UC Riverside Awarded $3.2 Million to Develop Innovative Smart Buses

By Sarah Nightingale, Senior Public Information Officer, UC Riverside  — Matthew Barth, a professor of engineering in UC Riverside’s Bourns College of Engineering and director of the university’s Center for Environmental Research and Technology (CE-CERT), and his team have been awarded $2.8 million from the U.S. Department of Energy’s Advanced Research Projects Agency-Energy (ARPA-E) to improve the efficiency of plug-in hybrid electric buses. The award is supported with additional co-funding of $460,000 from project partners, bringing the total to more than $3.2 million.

The competitive award is part of ARPA-E’s NEXT-Generation Energy Technologies for Connected and Automated On-Road Vehicles (NEXTCAR) program, which supports the creation of new control technologies that reduce the energy consumption of future vehicles by using connectivity and vehicle automation.

Buses play an important role in today’s transportation system, providing mobility to millions of Americans each day. While hybrid electric buses have been introduced across the U.S., there has been little effort to improve the poor energy efficiency of buses that arises from frequent stops and idling.

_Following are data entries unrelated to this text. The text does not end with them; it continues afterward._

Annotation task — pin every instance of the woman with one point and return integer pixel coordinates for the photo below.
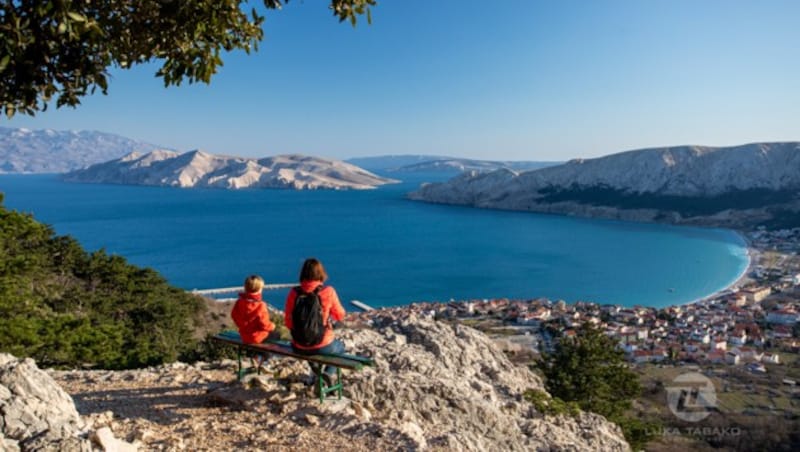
(312, 277)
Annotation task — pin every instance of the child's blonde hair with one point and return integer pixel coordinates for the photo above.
(253, 284)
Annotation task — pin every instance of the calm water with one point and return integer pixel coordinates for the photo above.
(381, 248)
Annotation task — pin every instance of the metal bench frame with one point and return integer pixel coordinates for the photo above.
(284, 348)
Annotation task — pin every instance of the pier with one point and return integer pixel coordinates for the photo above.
(361, 305)
(239, 289)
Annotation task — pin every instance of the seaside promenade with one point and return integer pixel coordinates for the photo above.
(749, 322)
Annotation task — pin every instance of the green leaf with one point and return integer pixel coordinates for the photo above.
(76, 17)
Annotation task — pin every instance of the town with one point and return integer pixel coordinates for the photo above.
(748, 324)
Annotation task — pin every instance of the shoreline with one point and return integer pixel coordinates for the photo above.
(742, 280)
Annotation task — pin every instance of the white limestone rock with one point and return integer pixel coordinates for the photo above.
(687, 172)
(203, 170)
(36, 413)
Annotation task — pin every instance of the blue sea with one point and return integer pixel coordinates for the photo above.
(381, 248)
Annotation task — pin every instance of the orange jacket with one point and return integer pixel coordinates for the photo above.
(252, 318)
(331, 309)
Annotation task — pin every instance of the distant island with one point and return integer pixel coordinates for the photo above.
(438, 163)
(26, 151)
(197, 168)
(740, 186)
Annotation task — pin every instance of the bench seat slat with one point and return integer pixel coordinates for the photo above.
(361, 359)
(284, 348)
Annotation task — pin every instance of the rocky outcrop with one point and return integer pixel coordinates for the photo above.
(435, 386)
(36, 413)
(457, 165)
(449, 386)
(201, 169)
(738, 186)
(58, 151)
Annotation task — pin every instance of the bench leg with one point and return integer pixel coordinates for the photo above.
(337, 387)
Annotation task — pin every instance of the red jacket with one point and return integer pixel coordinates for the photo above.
(252, 318)
(331, 309)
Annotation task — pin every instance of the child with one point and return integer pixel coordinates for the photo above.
(250, 312)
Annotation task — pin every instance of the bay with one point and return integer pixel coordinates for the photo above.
(381, 248)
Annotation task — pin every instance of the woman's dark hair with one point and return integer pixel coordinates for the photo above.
(313, 271)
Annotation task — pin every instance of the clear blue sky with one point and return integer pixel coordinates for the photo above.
(506, 79)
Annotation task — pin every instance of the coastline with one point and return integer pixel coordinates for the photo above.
(742, 280)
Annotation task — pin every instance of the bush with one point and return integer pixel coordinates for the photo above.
(65, 307)
(550, 406)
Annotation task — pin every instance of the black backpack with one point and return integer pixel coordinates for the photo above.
(307, 326)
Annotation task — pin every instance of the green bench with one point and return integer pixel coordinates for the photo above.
(284, 348)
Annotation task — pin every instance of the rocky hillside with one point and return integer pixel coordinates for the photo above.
(52, 151)
(435, 386)
(201, 169)
(733, 186)
(455, 165)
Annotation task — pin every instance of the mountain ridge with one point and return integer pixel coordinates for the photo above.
(200, 169)
(737, 186)
(29, 151)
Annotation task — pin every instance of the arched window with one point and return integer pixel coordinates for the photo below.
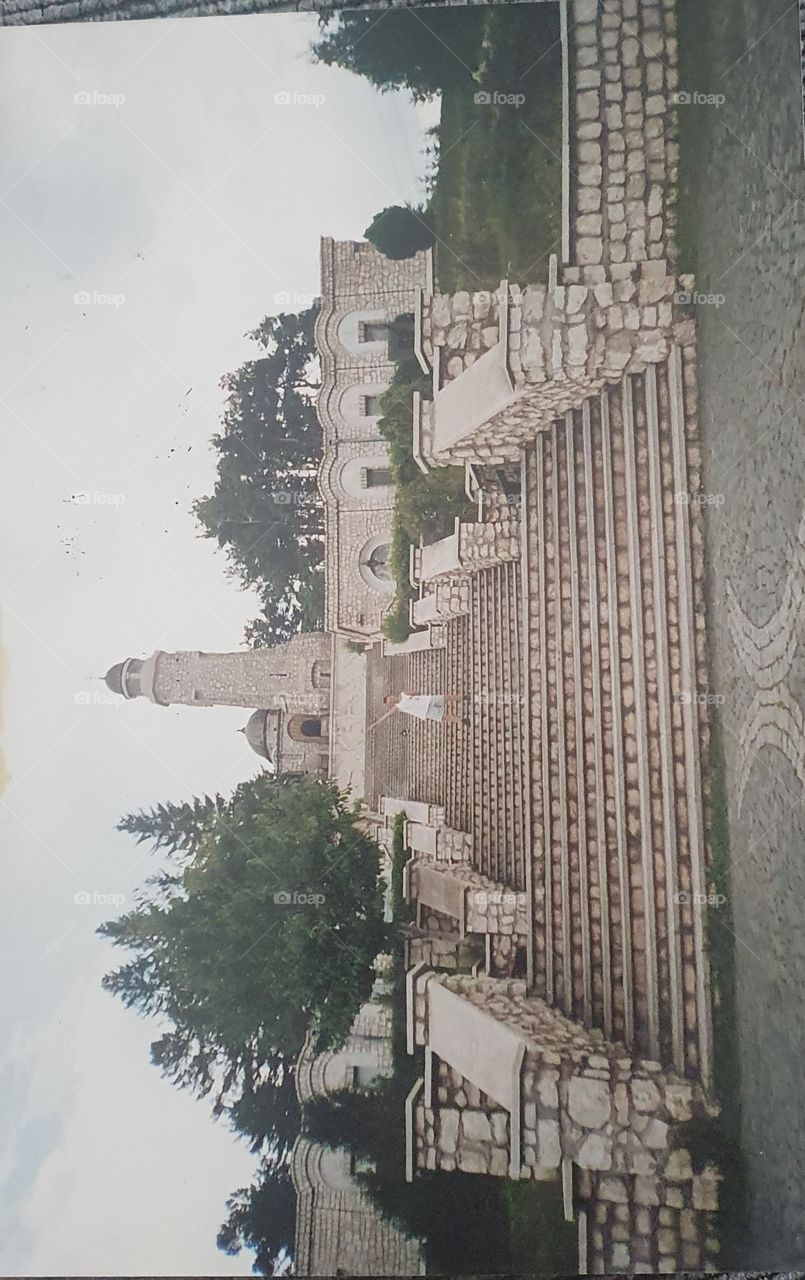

Barth’s team will design, develop, and test a new powertrain eco-operation system for natural gas-fueled plug-in hybrid electric buses. This system will use emerging connected vehicle applications like predictive approach and departure, efficient adaptive cruise, and optimized stopping and accelerating from stop signs and bus stops to improve energy efficiency. Using information from traffic signals and surrounding vehicles, the team will improve the powertrain operation by intelligently managing combustion engine output, electric motor output, and battery state of charge in this hybrid application. Barth’s team includes researchers from UCR and partners from Oak Ridge National Laboratory, US Hybrid, and the Riverside Transit Agency.

“Significant research and development is already underway to make future vehicles more connected and automated in order to reduce road accidents and traffic fatalities. In this research, we will leverage these technologies to improve energy efficiency, which is particularly important in the case of transit buses,” Barth said.

Barth, who has led CE-CERT since 2007, has pioneered specific intelligent transportation systems (ITS) applications and techniques that are aimed at reducing environmental damage and reducing fuel consumption. Last month, he received a 2016 Outstanding Research Award from the Institute of Electrical and Electronic Engineers (IEEE) Intelligent Transportation System Society.